Le 18 mai 2017, l’assuré décède de causes naturelles à l’âge de 27 ans.
Comme il s’agit d’une réclamation pour un décès survenu au cours des deux ans suivant l’entrée en vigueur de la police, l’assureur procède à la vérification de l’exactitude des informations fournies dans la proposition. Il apprend alors que l’assuré n’était pas citoyen canadien au moment de la signature de la proposition, contrairement à ce qu’il avait affirmé, mais plutôt un travailleur étranger qui résidait au Canada en vertu d’un permis de travail temporaire.
Le 9 février 2018, le demandeur, père de l’assuré, à titre de bénéficiaire de la police, est informé que la police est résiliée en raison de la fausse déclaration de l’assuré. Puisque l’assuré n’était pas citoyen canadien, il ne pouvait prétendre à la couverture d’assurance recherchée et, par conséquent, la réclamation de 150 000 $ est refusée.
Décision
De l’avis du Tribunal, l’assuré a répondu de manière inexacte tant à la question portant sur sa citoyenneté qu’à celle sur son séjour ou sa résidence à l’extérieur du Canada au cours des 12 mois précédents. Le Tribunal est également convaincu de la matérialité de la fausse déclaration sur l’appréciation du risque, tant par RBC que par tout autre assureur raisonnable, conformément à l’article 2408 du Code civil du Québec [CcQ].
La preuve a révélé que la divulgation du statut de travailleur temporaire de l’assuré au moment de la proposition aurait mené au refus immédiat de sa demande d’assurance.
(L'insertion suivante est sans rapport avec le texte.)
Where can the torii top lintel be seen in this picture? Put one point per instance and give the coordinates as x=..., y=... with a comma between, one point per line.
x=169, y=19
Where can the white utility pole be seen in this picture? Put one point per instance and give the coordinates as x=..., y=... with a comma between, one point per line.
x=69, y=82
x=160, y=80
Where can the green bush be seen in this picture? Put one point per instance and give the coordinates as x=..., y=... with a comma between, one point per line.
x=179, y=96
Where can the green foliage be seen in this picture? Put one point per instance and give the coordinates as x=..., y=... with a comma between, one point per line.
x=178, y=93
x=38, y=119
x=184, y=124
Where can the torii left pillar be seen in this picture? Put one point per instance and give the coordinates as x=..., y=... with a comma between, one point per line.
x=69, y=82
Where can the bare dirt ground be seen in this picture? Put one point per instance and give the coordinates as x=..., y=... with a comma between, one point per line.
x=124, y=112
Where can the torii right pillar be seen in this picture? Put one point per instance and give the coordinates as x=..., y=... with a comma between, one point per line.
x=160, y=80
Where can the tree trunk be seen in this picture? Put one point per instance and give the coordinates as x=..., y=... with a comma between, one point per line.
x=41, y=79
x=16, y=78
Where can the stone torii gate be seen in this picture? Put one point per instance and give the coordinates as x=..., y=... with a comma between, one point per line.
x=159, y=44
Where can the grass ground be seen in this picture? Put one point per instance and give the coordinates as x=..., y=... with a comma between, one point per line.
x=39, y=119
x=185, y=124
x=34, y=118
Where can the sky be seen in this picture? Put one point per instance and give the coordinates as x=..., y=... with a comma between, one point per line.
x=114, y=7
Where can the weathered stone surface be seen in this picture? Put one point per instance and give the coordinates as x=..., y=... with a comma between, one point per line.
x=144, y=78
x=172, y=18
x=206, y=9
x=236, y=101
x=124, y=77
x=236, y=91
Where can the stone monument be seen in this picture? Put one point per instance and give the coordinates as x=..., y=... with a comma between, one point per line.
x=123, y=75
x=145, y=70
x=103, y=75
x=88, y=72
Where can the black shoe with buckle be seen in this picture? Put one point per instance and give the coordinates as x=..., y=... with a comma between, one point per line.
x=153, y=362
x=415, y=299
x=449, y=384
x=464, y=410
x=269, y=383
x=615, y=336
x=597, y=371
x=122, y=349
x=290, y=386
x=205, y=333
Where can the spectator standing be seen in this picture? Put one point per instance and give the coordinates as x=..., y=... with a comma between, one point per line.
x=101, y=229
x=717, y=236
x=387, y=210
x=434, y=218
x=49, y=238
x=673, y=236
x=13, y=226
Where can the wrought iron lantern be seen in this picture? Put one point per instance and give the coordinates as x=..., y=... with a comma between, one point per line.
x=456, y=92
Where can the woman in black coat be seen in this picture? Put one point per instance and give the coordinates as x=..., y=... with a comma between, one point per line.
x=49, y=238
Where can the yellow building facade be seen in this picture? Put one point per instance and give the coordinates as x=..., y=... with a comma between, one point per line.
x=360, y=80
Un preneur qui, à l’instar de l’assuré, n’est ni citoyen canadien ni résident permanent aurait fait l’objet d’un refus direct. Cette politique est conforme à celle de l’industrie et aux normes de tarification d’autres assureurs.
Le demandeur reprochait de plus à l’assureur d’avoir eu recours au processus simplifié, et soutenait que si un formulaire plus élaboré avait été utilisé, l’assuré aurait très certainement divulgué son statut temporaire. Il soutenait également que les conseillères rencontrées auraient volontairement inscrit une fausse réponse aux questions.
Ces prétentions n’ont pas été retenues par le tribunal. L’utilisation d’un formulaire simplifié est répandue dans l’industrie, particulièrement dans le cas d’un jeune homme sans problème de santé apparent, et compte tenu du montant d’assurance recherché. Il faut souligner que le formulaire simplifié inclut, à même les questions posées, un exercice de tarification. En l’absence de réponses problématiques, le risque est jugé acceptable, eu égard au filtre initial de la qualification d’usage de ladite proposition, et le preneur est ainsi automatiquement assuré.
La Cour conclut aussi que les questions figurant à la proposition ont été posées textuellement et les réponses inscrites sont celles données par l’assuré. Les questions étaient objectives, claires et sans ambiguïté et ne nécessitaient pas une appréciation subjective de la part du preneur.
Dans la mesure où l’assuré affirme sa citoyenneté canadienne et nie avoir séjourné à l’extérieur du pays au cours des 12 mois précédents, il n’incombe pas à l’assureur de procéder à des vérifications supplémentaires et de faire des enquêtes. Le Tribunal rappelle le principe fondamental de la bonne foi du preneur, sur lequel l’assureur est en droit de se fier, et conclut que l’information nécessaire à l’appréciation du risque se trouvait dans les réponses au questionnaire de la proposition. En donnant une réponse erronée, l’assuré a privé son système de traitement du déclenchement d’un red flag, soit le système d’alarme qui déclenche le réflexe de faire enquête. À noter que l’intention de l’assuré d’induire ou non en erreur l’assureur n’était pas pertinente, puisque la police était en vigueur depuis moins de deux ans.
À la lumière de ce qui précède, le Tribunal déclare la nullité ab initio de la police d’assurance-vie souscrite par l’assuré. L’assureur était donc bien fondé à demander l’annulation ab initio de la police d’assurance en application de l’article 2410 CcQ.